Spain and the King have worked closely with many nations of the hemisphere during this difficult and exciting transition, particularly with those that share with them history and culture. They have done so by creating a new relationship based on increased political dialogue, cooperation, and investment. With respect to political dialogue, Spain, under the leadership of its King, has made it possible to have a mature and constructive dialogue between our regions and Europe. Indeed, the process of Ibero American Summits, the San Jose dialogue, the dialogue with the Group of Rio, and the interparlamentarian meetings have served to highlight the democratic nature of our relationship and to open new channels of communication that strengthen a relationship based on equality and respect.

Partly as a result of the increased dialogue, Spain has worked closely with some of our regions in the design of new and improved models of technical cooperation and has provided the Organization of American States with more resources in this area than any other country.

In the area of investment, Spain has led the way by becoming the most important investor in some of our regions. Finally, as always, Spain has been ready to assist us in times of crisis, like Hurricane Mitch or the earthquakes in El Salvador.

The special relationship that now exists between Spain and certain regions of our hemisphere will be an invaluable tool as we prepare to strengthen and consolidate our achievements and correct our mistakes. In the upcoming Summit of the Americas in Quebec, we plan to set forth a plan of action to strengthen democracy by giving the state the capacity to respond to the basic needs of its citizens, particularly those who are weak; to promote economic growth and prosperity by advancing towards the creation of the Area of Free Trade of the Americas; to reduce the unequal distribution of wealth; and to make each individual the highest and ultimate goal of the state.

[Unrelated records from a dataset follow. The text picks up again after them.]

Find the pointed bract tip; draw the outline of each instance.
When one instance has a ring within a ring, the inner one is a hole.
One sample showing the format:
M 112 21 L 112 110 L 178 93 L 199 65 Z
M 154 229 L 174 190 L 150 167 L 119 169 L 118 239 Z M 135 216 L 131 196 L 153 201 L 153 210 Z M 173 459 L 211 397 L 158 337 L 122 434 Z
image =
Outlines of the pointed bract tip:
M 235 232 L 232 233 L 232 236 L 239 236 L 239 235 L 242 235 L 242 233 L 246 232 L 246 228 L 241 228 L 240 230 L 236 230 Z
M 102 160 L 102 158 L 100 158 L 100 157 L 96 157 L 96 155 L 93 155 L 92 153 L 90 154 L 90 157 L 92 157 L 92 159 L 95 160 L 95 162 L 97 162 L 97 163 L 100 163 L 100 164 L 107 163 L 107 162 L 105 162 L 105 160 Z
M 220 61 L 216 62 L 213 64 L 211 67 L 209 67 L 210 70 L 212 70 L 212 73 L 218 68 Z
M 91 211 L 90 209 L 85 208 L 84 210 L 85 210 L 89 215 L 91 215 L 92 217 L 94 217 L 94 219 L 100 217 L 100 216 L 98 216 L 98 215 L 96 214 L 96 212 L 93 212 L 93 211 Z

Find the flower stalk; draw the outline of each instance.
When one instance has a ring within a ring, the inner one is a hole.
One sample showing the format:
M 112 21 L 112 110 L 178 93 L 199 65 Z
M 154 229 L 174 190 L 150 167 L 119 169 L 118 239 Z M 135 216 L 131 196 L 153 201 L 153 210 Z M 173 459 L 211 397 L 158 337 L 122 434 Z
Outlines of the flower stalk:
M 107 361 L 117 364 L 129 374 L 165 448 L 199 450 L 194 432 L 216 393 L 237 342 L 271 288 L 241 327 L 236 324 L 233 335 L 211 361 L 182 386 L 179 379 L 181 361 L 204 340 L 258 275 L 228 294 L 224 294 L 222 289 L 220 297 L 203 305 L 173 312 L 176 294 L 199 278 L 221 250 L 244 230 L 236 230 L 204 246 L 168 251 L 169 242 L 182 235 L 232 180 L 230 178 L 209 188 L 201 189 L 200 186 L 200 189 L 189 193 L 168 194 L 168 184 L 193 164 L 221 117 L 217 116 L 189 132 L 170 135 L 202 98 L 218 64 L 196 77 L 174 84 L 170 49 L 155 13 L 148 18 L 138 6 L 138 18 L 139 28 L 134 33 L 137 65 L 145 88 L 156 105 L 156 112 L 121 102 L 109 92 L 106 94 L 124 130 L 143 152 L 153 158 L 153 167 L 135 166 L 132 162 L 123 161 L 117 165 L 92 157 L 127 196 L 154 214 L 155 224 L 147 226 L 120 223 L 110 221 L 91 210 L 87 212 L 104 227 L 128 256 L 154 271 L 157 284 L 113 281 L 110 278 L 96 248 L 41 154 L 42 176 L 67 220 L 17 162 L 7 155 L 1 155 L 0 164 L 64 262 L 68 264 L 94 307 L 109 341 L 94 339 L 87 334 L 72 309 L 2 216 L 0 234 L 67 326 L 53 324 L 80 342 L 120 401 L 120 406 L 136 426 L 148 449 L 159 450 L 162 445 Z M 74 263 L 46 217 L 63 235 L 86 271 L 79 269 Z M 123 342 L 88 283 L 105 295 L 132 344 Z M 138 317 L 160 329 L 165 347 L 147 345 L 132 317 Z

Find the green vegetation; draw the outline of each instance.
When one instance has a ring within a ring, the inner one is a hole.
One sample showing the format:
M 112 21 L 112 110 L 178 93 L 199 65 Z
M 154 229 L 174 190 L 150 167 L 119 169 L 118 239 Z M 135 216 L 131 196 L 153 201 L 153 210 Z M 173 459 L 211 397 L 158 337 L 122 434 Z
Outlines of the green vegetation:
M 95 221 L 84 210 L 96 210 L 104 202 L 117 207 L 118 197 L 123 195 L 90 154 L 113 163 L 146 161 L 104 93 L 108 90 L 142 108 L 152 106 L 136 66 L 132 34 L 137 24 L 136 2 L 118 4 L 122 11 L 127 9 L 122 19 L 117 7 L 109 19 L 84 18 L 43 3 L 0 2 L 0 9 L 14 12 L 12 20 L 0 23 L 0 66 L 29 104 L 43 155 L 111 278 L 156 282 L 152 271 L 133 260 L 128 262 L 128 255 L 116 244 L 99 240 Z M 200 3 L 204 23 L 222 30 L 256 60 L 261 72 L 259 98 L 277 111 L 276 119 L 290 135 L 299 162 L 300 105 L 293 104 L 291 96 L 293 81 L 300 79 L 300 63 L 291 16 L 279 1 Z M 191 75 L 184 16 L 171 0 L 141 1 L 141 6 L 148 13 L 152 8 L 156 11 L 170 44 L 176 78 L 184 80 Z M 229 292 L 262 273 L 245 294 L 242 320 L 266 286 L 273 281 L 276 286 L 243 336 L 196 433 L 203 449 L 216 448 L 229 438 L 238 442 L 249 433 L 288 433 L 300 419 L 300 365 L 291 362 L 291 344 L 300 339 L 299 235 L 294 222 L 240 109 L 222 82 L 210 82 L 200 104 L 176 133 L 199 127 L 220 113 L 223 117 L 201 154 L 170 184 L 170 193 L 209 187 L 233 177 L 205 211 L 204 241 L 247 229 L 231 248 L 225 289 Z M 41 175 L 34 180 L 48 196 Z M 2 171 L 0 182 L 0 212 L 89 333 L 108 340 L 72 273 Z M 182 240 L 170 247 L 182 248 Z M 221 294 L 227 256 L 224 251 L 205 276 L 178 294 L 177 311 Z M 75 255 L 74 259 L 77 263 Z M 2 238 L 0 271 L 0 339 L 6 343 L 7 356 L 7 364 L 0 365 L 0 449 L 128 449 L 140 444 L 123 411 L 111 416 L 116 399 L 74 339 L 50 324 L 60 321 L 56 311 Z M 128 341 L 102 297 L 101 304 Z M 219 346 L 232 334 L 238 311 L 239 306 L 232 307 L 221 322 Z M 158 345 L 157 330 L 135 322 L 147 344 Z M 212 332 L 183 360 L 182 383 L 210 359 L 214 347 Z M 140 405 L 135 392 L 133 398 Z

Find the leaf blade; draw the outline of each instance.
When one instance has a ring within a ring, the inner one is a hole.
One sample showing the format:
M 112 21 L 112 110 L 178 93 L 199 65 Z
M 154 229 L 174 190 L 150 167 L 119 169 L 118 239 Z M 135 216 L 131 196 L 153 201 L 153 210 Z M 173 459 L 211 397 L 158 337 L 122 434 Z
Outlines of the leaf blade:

Your Majesties, it is a sobering challenge, one that must be completed before it is too late. Spain and the King have shown the world that even the most profound political and economic transformations are possible when based on an unwavering commitment to democracy, human rights, and the rule of law. In the Americas, we have made those principles the cornerstone of the hemisphere we are creating. We know we have never been closer to realizing our dream, but we also know that never before have the challenges and dangers been so great. Fortunately, we have seen what you and your people did and therefore we know that it is possible.